I device, che poi altro non sono che telefoni cellulari aziendali con l’applicazione di Amazon, ti tengono costantemente sotto l’occhio dei capi. Sanno sempre dove sei, quando e dove hai consegnato, le motivazioni per ogni mancata consegna, i tempi delle pause. Anche il telefono personale va tenuto acceso, e con la suoneria attaccata, in modo che ti possano contattare se hanno bisogno. Dio solo sa perché non ti possano contattare sul telefono aziendale, ma è così e basta. Appena assunto ti hanno inserito in una chat aziendale su WhatsApp, una chat nella quale solo gli amministratori possono scrivere, senza diritto di replica. Gli amministratori sono i capi servizio, il dirigente romano del primo giorno e altri soggetti ancora più in alto, che non conosco, che non ho mai visto e che non vedrò mai. Su questa chat arrivano a pioggia messaggi di servizio. I messaggi arrivano in continuazione, spezzando il ritmo del lavoro; anche solo per leggerli devi fermare il furgone o posare il pacco in consegna, e non sia mai che non vengano letti; ciò porterebbe altri messaggi per dire di leggere i messaggi, e ad altre interruzioni, e a altri ritardi sul lavoro, che porterebbe ad un altro diluvio di messaggi, in un loop potenzialmente senza fine. I messaggi sono tutti scritti rigorosamente in maiuscolo, in un italiano stentato da cinepanettone, puntellati di punti esclamativi. Contengono indicazioni, ma anche incitamenti a tenere duro ed essere più veloci, e slogan raffazzonati, rimproveri, minacce.

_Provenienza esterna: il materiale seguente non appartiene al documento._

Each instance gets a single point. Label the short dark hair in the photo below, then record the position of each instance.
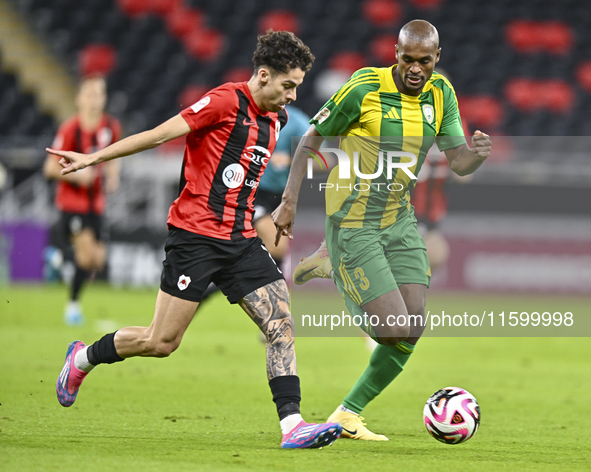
(282, 51)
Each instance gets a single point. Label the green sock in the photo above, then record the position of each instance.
(385, 364)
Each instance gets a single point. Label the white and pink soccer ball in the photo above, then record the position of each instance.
(452, 415)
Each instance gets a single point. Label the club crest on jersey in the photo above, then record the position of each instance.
(322, 115)
(200, 104)
(429, 113)
(104, 137)
(184, 281)
(233, 175)
(258, 155)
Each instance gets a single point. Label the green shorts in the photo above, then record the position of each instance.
(370, 262)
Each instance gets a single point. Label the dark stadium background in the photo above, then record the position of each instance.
(521, 70)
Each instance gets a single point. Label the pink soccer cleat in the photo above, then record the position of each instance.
(310, 435)
(70, 378)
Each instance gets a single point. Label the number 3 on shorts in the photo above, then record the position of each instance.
(360, 275)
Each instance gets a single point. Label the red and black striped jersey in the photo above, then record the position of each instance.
(225, 156)
(71, 137)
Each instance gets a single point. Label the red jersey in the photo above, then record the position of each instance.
(428, 198)
(71, 137)
(226, 154)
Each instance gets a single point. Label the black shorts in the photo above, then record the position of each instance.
(72, 223)
(194, 261)
(265, 203)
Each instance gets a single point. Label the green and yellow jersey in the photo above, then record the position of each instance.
(371, 115)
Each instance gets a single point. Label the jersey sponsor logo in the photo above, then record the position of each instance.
(322, 115)
(233, 175)
(392, 114)
(184, 281)
(258, 155)
(429, 113)
(200, 104)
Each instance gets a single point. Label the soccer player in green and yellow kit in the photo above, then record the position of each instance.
(379, 260)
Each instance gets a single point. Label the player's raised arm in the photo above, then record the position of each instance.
(464, 160)
(284, 215)
(171, 129)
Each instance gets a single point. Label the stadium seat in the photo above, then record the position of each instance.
(134, 7)
(584, 75)
(97, 59)
(481, 111)
(238, 74)
(383, 13)
(278, 20)
(383, 48)
(347, 61)
(181, 22)
(531, 95)
(426, 4)
(204, 44)
(537, 36)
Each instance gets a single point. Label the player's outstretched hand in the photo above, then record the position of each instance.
(71, 161)
(481, 145)
(282, 220)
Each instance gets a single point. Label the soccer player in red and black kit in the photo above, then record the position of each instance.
(80, 197)
(231, 133)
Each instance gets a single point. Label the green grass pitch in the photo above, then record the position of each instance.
(208, 407)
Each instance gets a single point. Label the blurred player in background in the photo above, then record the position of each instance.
(379, 259)
(231, 133)
(429, 199)
(273, 184)
(80, 197)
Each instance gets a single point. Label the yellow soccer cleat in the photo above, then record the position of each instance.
(354, 427)
(313, 267)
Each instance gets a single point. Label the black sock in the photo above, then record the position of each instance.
(286, 395)
(80, 277)
(103, 351)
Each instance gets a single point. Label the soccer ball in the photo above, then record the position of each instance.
(452, 415)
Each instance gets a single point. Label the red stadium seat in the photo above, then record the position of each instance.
(427, 4)
(96, 59)
(134, 7)
(559, 37)
(279, 21)
(481, 110)
(537, 36)
(204, 44)
(383, 48)
(347, 61)
(559, 95)
(238, 74)
(182, 22)
(523, 94)
(192, 94)
(164, 7)
(531, 95)
(584, 75)
(382, 13)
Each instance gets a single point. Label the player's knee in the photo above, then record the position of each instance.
(280, 329)
(85, 261)
(394, 335)
(165, 348)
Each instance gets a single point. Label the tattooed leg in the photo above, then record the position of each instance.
(268, 307)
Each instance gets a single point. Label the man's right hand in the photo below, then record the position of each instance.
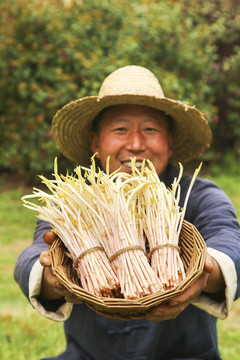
(51, 288)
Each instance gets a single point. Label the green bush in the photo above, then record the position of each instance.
(53, 52)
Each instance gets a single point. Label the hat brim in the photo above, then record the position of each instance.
(72, 125)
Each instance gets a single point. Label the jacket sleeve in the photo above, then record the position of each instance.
(213, 214)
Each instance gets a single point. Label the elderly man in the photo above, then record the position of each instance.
(131, 118)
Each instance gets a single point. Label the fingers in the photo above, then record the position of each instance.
(209, 264)
(49, 237)
(45, 259)
(165, 312)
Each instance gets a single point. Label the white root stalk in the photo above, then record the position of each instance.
(104, 220)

RAGAZZI… IO SONO SENZA PAROLE. FATE ATTENZIONE CHE POI PER COLPA DI QUALCUNO (COME SUCCEDE OVUNQUE) CI RIMETTONO TUTTI E QUANDO SUCCEDERÀ NON VOGLIO SENTIRE STORIE DA NESSUNO.
Non è dato sapere che cosa debba succedere a chi, e per colpa di chi; chi è nominato lo saprà per certo, tutti gli altri sono avvisati. Il fatto che la Cassazione si sia espressa più volte per classificare come reato di minaccia aggravata il ventilare sanzioni a un dipendente sembra sfuggire del tutto ai dirigenti, o venire ignorato.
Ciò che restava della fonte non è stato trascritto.